After a delay of a few days, they found the river free, and again took up their course southwards. A day more brought them to the confluence of the muddy Missouri, which some of my readers have probably seen, where a mighty stream coming down from distant mountains, enters another not so mighty as itself, and plowing its way across its current, burrows under the soil on the opposite shore. This did not detain the voyagers, though they encamped there over night, and then pursued their course towards the unknown. A few days showed them the mouth of the Ohio, but still they pressed onward. It was near the end of February, the temperature was growing perceptibly warmer as they approached the South.

At a certain point they encamped and sent out their hunters for game. One did not return at night, and a horror seized the others, as they thought that he had been overtaken and killed by hostile Indians. Day after day the woods were scoured in the hope of finding the missing companion, but it seemed vain. A fort was erected for the protection of the party on a high bluff, and named for the lost hunter, Prudhomme. At last they met some Chickasaw Indians, and messages of amity were exchanged through them with the people of their village, not far distant. Soon afterwards Prudhomme was discovered, half-dead from exposure, for he had lost his way while hunting.

Thus the expedition progressed for many days, until at last the little canoes found themselves thrust out through the turbid channels of the delta, into the clear salt waters of the Gulf of Mexico. They had stopped on the way after leaving Fort Prudhomme, at several Indian towns, had been well treated by the natives, and they had seen the mouths of the Arkansas and the Red rivers.

The whole valley of the Fatal River had been laid bare to them, and now La Salle thought the time had come to take formal possession for his sovereign.

Near the mouth of the river, the party came together on the ninth of April, 1682, and a ceremony took place that was very similar to the one at the Sault Ste. Marie, a few days less than eleven years before, by which France had taken possession of the Northwest. It did not rival that in the magnificence with which it was conducted, though the ceremonial was, perhaps, a little more elaborated, but it seemed to have a better basis of fact, for La Salle had actually passed through the heart of the region which he now claimed. A column was erected, of course, and a tablet of lead was buried near it, such as those that had been placed in the ground at various other places by Frenchmen, bearing testimony to the fact that Louis the Great claimed to rule the land.
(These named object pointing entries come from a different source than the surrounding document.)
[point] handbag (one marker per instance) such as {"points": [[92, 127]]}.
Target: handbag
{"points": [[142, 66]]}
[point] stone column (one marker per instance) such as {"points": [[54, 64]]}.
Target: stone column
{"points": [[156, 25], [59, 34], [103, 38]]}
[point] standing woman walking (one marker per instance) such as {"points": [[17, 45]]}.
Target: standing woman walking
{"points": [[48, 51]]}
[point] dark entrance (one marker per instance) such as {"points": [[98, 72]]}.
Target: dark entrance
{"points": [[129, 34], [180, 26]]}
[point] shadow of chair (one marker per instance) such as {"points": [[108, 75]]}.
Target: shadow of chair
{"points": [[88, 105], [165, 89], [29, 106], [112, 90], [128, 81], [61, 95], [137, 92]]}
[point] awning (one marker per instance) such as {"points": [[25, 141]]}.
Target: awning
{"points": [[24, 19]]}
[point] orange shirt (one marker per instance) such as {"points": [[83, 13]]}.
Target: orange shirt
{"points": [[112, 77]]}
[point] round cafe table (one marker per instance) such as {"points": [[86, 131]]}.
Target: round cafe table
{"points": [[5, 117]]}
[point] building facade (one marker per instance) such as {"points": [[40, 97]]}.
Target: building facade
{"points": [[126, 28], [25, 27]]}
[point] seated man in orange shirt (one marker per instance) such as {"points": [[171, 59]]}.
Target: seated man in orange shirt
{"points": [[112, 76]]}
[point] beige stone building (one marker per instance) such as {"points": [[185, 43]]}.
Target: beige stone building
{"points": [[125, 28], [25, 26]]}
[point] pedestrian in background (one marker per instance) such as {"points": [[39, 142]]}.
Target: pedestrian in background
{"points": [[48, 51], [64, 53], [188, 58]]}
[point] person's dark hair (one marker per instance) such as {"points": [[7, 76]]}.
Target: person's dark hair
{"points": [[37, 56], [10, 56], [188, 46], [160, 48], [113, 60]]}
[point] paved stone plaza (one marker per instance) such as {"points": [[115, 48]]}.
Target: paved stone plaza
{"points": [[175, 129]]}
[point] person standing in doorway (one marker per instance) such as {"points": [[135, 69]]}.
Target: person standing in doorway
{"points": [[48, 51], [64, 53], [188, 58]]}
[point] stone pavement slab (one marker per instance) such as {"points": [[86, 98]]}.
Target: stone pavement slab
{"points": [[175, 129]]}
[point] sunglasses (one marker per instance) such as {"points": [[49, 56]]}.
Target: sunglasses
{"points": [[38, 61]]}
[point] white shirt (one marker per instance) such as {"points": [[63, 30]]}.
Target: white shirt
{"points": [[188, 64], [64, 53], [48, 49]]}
It was nearly the end of November of the following year, when La Salle reached Quebec, after having retraced his route by long and tedious stages up the rivers that he had followed down to the Gulf. Then he returned to France to tell the story of his travels, and began to use his influence to induce the government to send out an expedition to take controlling possession of the Mississippi region. He argued with all his powers, saying that by fortifying the river, the French might control the continent. It was really a grand and brilliant proposition, and the king and his minister gave more than was demanded. Four vessels were prepared, instead of the two that La Salle asked for. The expedition comprised a hundred soldiers, thirty volunteers, many mechanics and laborers, several families and a few girls, who looked forward to certain marriage in the new land.

On the twenty-fourth of July, La Salle set sail from Roehelle, with four hundred men in his four vessels, leaving an affectionate and comforting letter as his last farewell to his mother at Rouen. We have already seen how he was thrown upon the shores of the New World. There, on the sands of Matagorda Bay, with nothing to eat but oysters and a sort of porridge made of the flour that had been saved, the homesick party of downcast men and sorrowing women encamped until their leader could tell them what to do. They did not even know where they were. They were intending to conquer the Spaniards, but they knew nothing of their whereabouts. They were attacked by Indians, and finally, some three weeks after the wreck, the commander of the ships sailed away for France leaving La Salle and his forlorn company behind!

A site was soon chosen on the river now called Lavaca (a corruption of La Vache, the cow, a name given it because buffaloes had been seen there), and a fort was built called St. Louis. La Salle had scarcely finished this establishment, when he determined to search for the Mississippi River, for he had by that time concluded from explorations that he had not found it. On the last day of October, he started, and towards the end of March, the party returned, tattered and worn, almost ready to die; but though the strong body of the leader had given away, his stronger spirit was still unbroken, and he soon determined to set out to find the Illinois region where he left a colony formerly, and where he felt sure he could obtain relief. There was no chance for them to return directly to France since their vessels were all gone, and this seemed their only hope.

A party of twenty was formed to undertake the perilous enterprise, and on the twenty-second of April, 1686, they took their way from the fort, bearing on their persons the contributions that their fellows who were to remain had been able to bring together for their comfort.

The party experienced a variety of hardships, quarrelled among themselves, and finally, on the morning of the eighteenth of March, 1687, one of them shot and killed the brave leader. The remainder kept on, finally reached Canada and were taken to their native land. To the colonists at Fort St. Louis, no ground of hope ever appeared, though they felt that the people of France must have an interest in them, and so they kept a look-out over the water for a ship coming to their relief. It never came, alas, and no one knows to this day what became of the Lost Exiles of Texas!